En France, le problème est différent de celui des pays en voie développement. Nous possédons la technologie et nous avons la capacité de développer notre potentiel nucléaire civil. Le débat entrepris sur l’opportunité de construire l’EPR (ce Réacteur à Eau Pressurisée est appelé Européen Pressure Réacteur) est maintenant achevé7. La situation des réserves énergétiques ne permet pas d’autres solutions que le développement du nucléaire en parallèle avec l’ensemble des autres sources ainsi qu’une utilisation plus rationnelle de cette production. Toutefois, la quantité d’uranium que l’on peut récupérer sur terre est, comme les énergies fossiles, limitée. Compte tenu de la consommation actuelle, la réserve d’uranium est d’environ 100 ans. Il faut donc imaginer la suite de cette filière. Le scénario prévu en France par EDF et le CEA est de construire dans un proche avenir les nouvelles centrales EPR. Ces réacteurs sont appelés à remplacer ceux qui ont été construits dans les années 70, en attendant le développement des réacteurs de 4ième génération. Ces derniers fonctionneront avec du plutonium qui n’est pas présent à l’état naturel, mais qui est produit en faible quantité dans les centrales fonctionnant actuellement. Le plutonium (carburant des réacteurs de 4ième génération), qui peut être considéré comme un déchet produit par les actuels réacteurs, deviendrait de ce fait un combustible. La production et l’utilisation du plutonium dans ces futurs réacteurs permettraient de multiplier les réserves de combustible nucléaire par un facteur de l’ordre de 70. Avec la consommation actuelle, c’est plus de 5000 ans de réserves énergétiques que l’humanité a devant elle. Même si l’augmentation de la consommation doit réduire cette période, elle est suffisamment grande pour permettre le développement de la fusion contrôlée.
La fusion contrôlée est le second projet mondial d’énergie nucléaire (ITER : International Thermonuclear Experimental Reactor)8. Les recherches sont développées à Cadarache en coopération internationale. Ces recherches seront longues et coûteuses, mais les sommes investies seront très inférieures à celles qui le sont encore actuellement pour les énergies fossiles. La possibilité de produire de l’énergie avec cette méthode n’est absolument pas prouvée, toutefois cette dernière filière est extrêmement prometteuse. Contrairement à la fission, elle ne produit pas de déchets de façon directe. Les réserves liées à cette filière vont de plusieurs dizaines de milliers à plusieurs millions d’années.
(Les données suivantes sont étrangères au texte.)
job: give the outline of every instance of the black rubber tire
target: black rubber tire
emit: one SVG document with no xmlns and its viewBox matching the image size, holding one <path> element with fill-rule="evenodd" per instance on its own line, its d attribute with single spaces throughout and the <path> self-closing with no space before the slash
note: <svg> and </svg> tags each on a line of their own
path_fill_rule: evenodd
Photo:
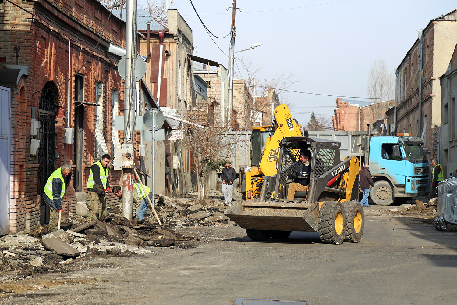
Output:
<svg viewBox="0 0 457 305">
<path fill-rule="evenodd" d="M 270 235 L 271 235 L 271 238 L 275 239 L 287 239 L 287 237 L 290 236 L 292 231 L 277 231 L 271 230 L 270 231 Z"/>
<path fill-rule="evenodd" d="M 362 239 L 365 224 L 363 208 L 360 203 L 357 201 L 345 201 L 343 205 L 346 211 L 345 241 L 359 242 Z"/>
<path fill-rule="evenodd" d="M 232 199 L 238 201 L 241 200 L 242 195 L 241 186 L 239 185 L 239 179 L 238 178 L 233 182 L 233 193 L 232 193 Z"/>
<path fill-rule="evenodd" d="M 346 230 L 346 213 L 343 203 L 326 201 L 319 210 L 318 232 L 324 244 L 340 245 L 344 241 Z"/>
<path fill-rule="evenodd" d="M 447 224 L 444 221 L 441 223 L 440 225 L 440 229 L 443 230 L 443 231 L 447 229 Z"/>
<path fill-rule="evenodd" d="M 379 180 L 370 189 L 370 198 L 378 205 L 389 205 L 393 202 L 393 191 L 390 183 Z"/>
<path fill-rule="evenodd" d="M 246 229 L 248 237 L 253 241 L 268 241 L 270 239 L 270 231 L 268 230 L 256 230 Z"/>
</svg>

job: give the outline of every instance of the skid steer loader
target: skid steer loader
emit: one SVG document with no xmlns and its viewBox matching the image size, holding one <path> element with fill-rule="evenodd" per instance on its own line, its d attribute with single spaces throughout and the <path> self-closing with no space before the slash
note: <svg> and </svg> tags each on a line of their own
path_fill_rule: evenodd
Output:
<svg viewBox="0 0 457 305">
<path fill-rule="evenodd" d="M 284 137 L 278 144 L 277 157 L 269 158 L 276 163 L 276 172 L 258 179 L 261 182 L 257 186 L 259 198 L 239 201 L 226 215 L 253 240 L 287 238 L 292 231 L 317 231 L 325 243 L 360 241 L 364 219 L 357 201 L 358 159 L 347 157 L 340 162 L 337 141 L 293 136 Z M 300 162 L 300 152 L 306 150 L 311 152 L 308 190 L 296 192 L 293 200 L 287 200 L 289 174 Z M 264 155 L 262 162 L 266 158 L 268 155 Z M 249 172 L 249 167 L 245 170 Z"/>
</svg>

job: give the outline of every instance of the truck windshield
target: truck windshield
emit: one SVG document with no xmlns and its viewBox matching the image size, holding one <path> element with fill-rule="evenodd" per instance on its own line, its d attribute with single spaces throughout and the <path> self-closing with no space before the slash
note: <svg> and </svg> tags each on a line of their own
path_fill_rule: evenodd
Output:
<svg viewBox="0 0 457 305">
<path fill-rule="evenodd" d="M 413 163 L 422 163 L 427 162 L 427 157 L 420 144 L 405 142 L 402 144 L 404 150 L 405 158 Z"/>
</svg>

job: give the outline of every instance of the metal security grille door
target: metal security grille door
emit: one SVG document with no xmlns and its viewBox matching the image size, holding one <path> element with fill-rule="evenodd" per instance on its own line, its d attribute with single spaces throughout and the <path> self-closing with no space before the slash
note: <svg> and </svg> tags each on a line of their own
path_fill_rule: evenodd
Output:
<svg viewBox="0 0 457 305">
<path fill-rule="evenodd" d="M 45 86 L 45 89 L 49 86 Z M 38 152 L 38 181 L 37 183 L 38 194 L 43 193 L 48 178 L 55 170 L 56 116 L 54 101 L 54 96 L 50 90 L 45 90 L 42 92 L 38 110 L 40 121 L 38 139 L 40 141 Z M 41 218 L 42 225 L 49 223 L 49 208 L 43 201 L 41 204 Z"/>
<path fill-rule="evenodd" d="M 8 233 L 10 202 L 10 88 L 0 86 L 0 235 Z"/>
</svg>

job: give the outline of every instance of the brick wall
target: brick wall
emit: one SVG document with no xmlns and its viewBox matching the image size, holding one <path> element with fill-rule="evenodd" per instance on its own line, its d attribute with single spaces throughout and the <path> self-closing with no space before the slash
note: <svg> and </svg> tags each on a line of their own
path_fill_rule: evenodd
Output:
<svg viewBox="0 0 457 305">
<path fill-rule="evenodd" d="M 55 2 L 14 0 L 32 15 L 6 1 L 0 4 L 3 17 L 0 27 L 0 56 L 6 57 L 6 65 L 16 64 L 15 46 L 20 46 L 19 64 L 27 66 L 29 75 L 23 76 L 19 84 L 11 88 L 11 165 L 10 189 L 10 230 L 17 232 L 36 228 L 40 224 L 40 195 L 37 189 L 39 161 L 30 155 L 31 119 L 38 119 L 41 92 L 33 94 L 45 85 L 58 85 L 68 76 L 69 41 L 71 39 L 70 72 L 79 70 L 84 77 L 85 101 L 95 102 L 95 83 L 103 84 L 103 132 L 108 149 L 112 152 L 111 140 L 111 91 L 119 91 L 119 109 L 123 109 L 123 83 L 117 72 L 119 58 L 106 51 L 107 42 L 125 47 L 125 23 L 113 16 L 110 19 L 98 48 L 87 62 L 85 61 L 100 37 L 108 20 L 109 11 L 98 1 L 69 0 Z M 82 69 L 80 68 L 84 64 Z M 53 89 L 55 105 L 55 152 L 60 158 L 55 160 L 56 169 L 64 163 L 74 163 L 74 147 L 64 143 L 65 128 L 74 127 L 75 107 L 74 82 L 70 82 L 69 113 L 69 88 L 65 83 Z M 81 105 L 79 107 L 84 107 Z M 121 111 L 122 115 L 122 111 Z M 85 186 L 94 162 L 94 106 L 85 109 L 84 169 L 83 184 Z M 122 133 L 120 133 L 122 136 Z M 138 137 L 136 139 L 139 142 Z M 122 183 L 121 171 L 111 171 L 110 183 Z M 84 188 L 85 189 L 85 187 Z M 76 197 L 73 179 L 67 188 L 69 207 L 74 212 Z M 64 197 L 64 210 L 67 198 Z M 113 202 L 112 196 L 108 197 Z"/>
</svg>

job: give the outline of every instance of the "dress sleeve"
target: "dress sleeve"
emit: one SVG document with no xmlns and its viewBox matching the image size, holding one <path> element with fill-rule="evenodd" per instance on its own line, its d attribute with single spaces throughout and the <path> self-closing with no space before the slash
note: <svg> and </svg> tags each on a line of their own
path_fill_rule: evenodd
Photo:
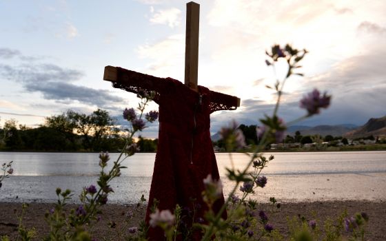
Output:
<svg viewBox="0 0 386 241">
<path fill-rule="evenodd" d="M 210 91 L 210 113 L 218 110 L 236 109 L 238 106 L 238 98 L 236 96 Z"/>
<path fill-rule="evenodd" d="M 135 94 L 139 90 L 147 92 L 154 91 L 156 95 L 154 101 L 158 102 L 160 94 L 167 90 L 167 86 L 171 83 L 170 78 L 155 77 L 117 67 L 116 81 L 112 82 L 112 86 Z"/>
</svg>

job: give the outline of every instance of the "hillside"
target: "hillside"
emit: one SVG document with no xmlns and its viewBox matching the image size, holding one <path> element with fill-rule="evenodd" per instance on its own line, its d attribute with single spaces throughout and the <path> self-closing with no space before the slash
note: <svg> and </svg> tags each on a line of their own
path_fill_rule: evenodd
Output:
<svg viewBox="0 0 386 241">
<path fill-rule="evenodd" d="M 288 127 L 287 134 L 294 136 L 296 131 L 299 131 L 303 136 L 319 134 L 323 136 L 325 136 L 327 135 L 341 136 L 345 133 L 352 131 L 354 126 L 354 125 L 321 125 L 315 127 L 293 126 Z"/>
<path fill-rule="evenodd" d="M 381 118 L 372 118 L 363 126 L 344 134 L 349 138 L 374 137 L 386 135 L 386 116 Z"/>
</svg>

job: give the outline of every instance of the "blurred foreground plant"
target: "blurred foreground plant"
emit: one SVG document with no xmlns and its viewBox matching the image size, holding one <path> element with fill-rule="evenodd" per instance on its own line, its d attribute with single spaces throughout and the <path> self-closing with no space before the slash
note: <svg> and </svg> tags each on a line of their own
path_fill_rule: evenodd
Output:
<svg viewBox="0 0 386 241">
<path fill-rule="evenodd" d="M 265 115 L 264 118 L 260 120 L 261 125 L 256 128 L 256 135 L 258 145 L 252 149 L 245 149 L 245 138 L 243 132 L 238 128 L 238 125 L 233 121 L 228 127 L 223 127 L 220 131 L 222 139 L 225 143 L 225 149 L 232 151 L 235 148 L 244 148 L 248 152 L 245 154 L 250 158 L 249 163 L 244 169 L 239 170 L 235 169 L 233 165 L 232 154 L 230 154 L 232 168 L 227 169 L 227 177 L 231 181 L 234 181 L 234 185 L 225 201 L 225 204 L 221 207 L 221 210 L 215 213 L 212 210 L 212 204 L 214 203 L 219 195 L 221 193 L 222 185 L 220 180 L 213 180 L 212 177 L 208 176 L 203 180 L 205 191 L 203 193 L 203 200 L 207 204 L 210 209 L 205 214 L 206 223 L 195 223 L 194 227 L 199 227 L 202 230 L 202 240 L 284 240 L 284 238 L 275 230 L 274 226 L 270 222 L 270 219 L 263 210 L 258 210 L 258 203 L 256 200 L 248 198 L 250 194 L 255 193 L 258 188 L 264 188 L 267 183 L 267 178 L 265 176 L 261 176 L 262 170 L 267 167 L 267 163 L 272 160 L 274 157 L 263 156 L 262 151 L 265 147 L 272 143 L 281 143 L 284 136 L 287 126 L 292 125 L 296 121 L 301 120 L 314 114 L 320 113 L 321 108 L 327 108 L 329 105 L 331 96 L 327 93 L 321 94 L 315 89 L 310 93 L 306 94 L 300 101 L 299 106 L 305 109 L 307 113 L 296 120 L 288 122 L 285 121 L 278 116 L 278 111 L 281 101 L 283 90 L 285 82 L 292 75 L 303 76 L 303 74 L 298 72 L 301 67 L 301 61 L 308 53 L 306 50 L 297 50 L 293 48 L 290 45 L 286 45 L 282 48 L 278 45 L 274 45 L 270 51 L 266 52 L 268 59 L 265 61 L 266 64 L 272 67 L 275 72 L 275 65 L 281 59 L 284 59 L 288 66 L 287 72 L 283 79 L 276 79 L 274 85 L 267 85 L 267 87 L 276 91 L 277 94 L 276 103 L 271 116 Z M 251 171 L 252 169 L 252 171 Z M 237 190 L 241 192 L 241 196 L 236 195 Z M 220 193 L 220 194 L 219 194 Z M 271 212 L 274 213 L 279 211 L 281 204 L 278 203 L 274 197 L 270 198 L 272 205 Z M 221 218 L 221 213 L 228 209 L 228 217 L 227 220 Z M 358 217 L 356 216 L 356 217 Z M 354 218 L 345 220 L 345 225 L 348 230 L 354 230 L 354 224 L 360 222 L 362 220 L 356 218 L 360 221 L 353 221 Z M 343 219 L 341 218 L 341 226 L 343 227 Z M 303 225 L 303 224 L 302 224 Z M 316 222 L 315 220 L 310 221 L 307 224 L 307 229 L 304 232 L 303 227 L 306 225 L 296 226 L 296 233 L 292 238 L 294 240 L 312 240 L 316 234 L 308 235 L 309 231 L 316 232 Z M 161 227 L 167 233 L 170 229 L 165 226 Z M 174 224 L 178 227 L 179 224 Z M 350 227 L 352 227 L 350 229 Z M 309 230 L 311 231 L 309 231 Z M 325 238 L 329 240 L 339 240 L 341 238 L 342 230 L 339 229 L 329 231 L 325 233 Z M 329 238 L 332 237 L 332 233 L 338 233 L 336 238 Z M 175 233 L 176 235 L 178 232 Z M 353 232 L 353 238 L 358 237 L 358 232 Z M 360 233 L 362 233 L 360 232 Z M 174 235 L 174 238 L 176 238 Z M 167 240 L 172 240 L 173 237 L 166 235 Z M 319 236 L 318 236 L 319 237 Z M 363 237 L 363 236 L 361 236 Z M 310 239 L 309 239 L 309 238 Z"/>
</svg>

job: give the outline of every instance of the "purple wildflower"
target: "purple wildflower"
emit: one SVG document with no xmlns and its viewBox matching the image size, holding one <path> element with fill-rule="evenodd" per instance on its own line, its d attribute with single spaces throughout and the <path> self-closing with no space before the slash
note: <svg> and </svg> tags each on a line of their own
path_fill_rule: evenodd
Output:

Les déchets du nucléaire9 sont la plaie de la fission. Bien sûr, entre les déchets (nucléaire) et les rejets (CO2 fossile) nous devons faire le bon choix. Plusieurs réacteurs naturels ont fonctionné il y a 2000 millions d’années à Oklo au Gabon10. À cette époque, le taux d’uranium 235 était suffisant pour qu’avec une forte concentration d’uranium en l’absence d’éléments absorbants, la réaction puisse être entretenue pendant plusieurs milliers d’années. Comme dans nos actuels réacteurs, ces derniers ont produit des déchets. On a ainsi un exemple d’enfouissement de déchets radioactifs qui n’ont pas ou peu migré. On doit être capable de faire, en choisissant soigneusement le site, aussi bien que la nature a fait par hasard. Une autre solution est la transmutation des éléments les plus dangereux. Cette piste doit être prise au sérieux. Enfin rappelons qu’une centrale fonctionnant au charbon comme celles qui fonctionnent actuellement en Chine, aux USA ou encore plus près de chez nous en Allemagne en Angleterre ou au Danemark, produit beaucoup plus de rejets radioactifs dans l’atmosphère (radon) qu’une centrale nucléaire.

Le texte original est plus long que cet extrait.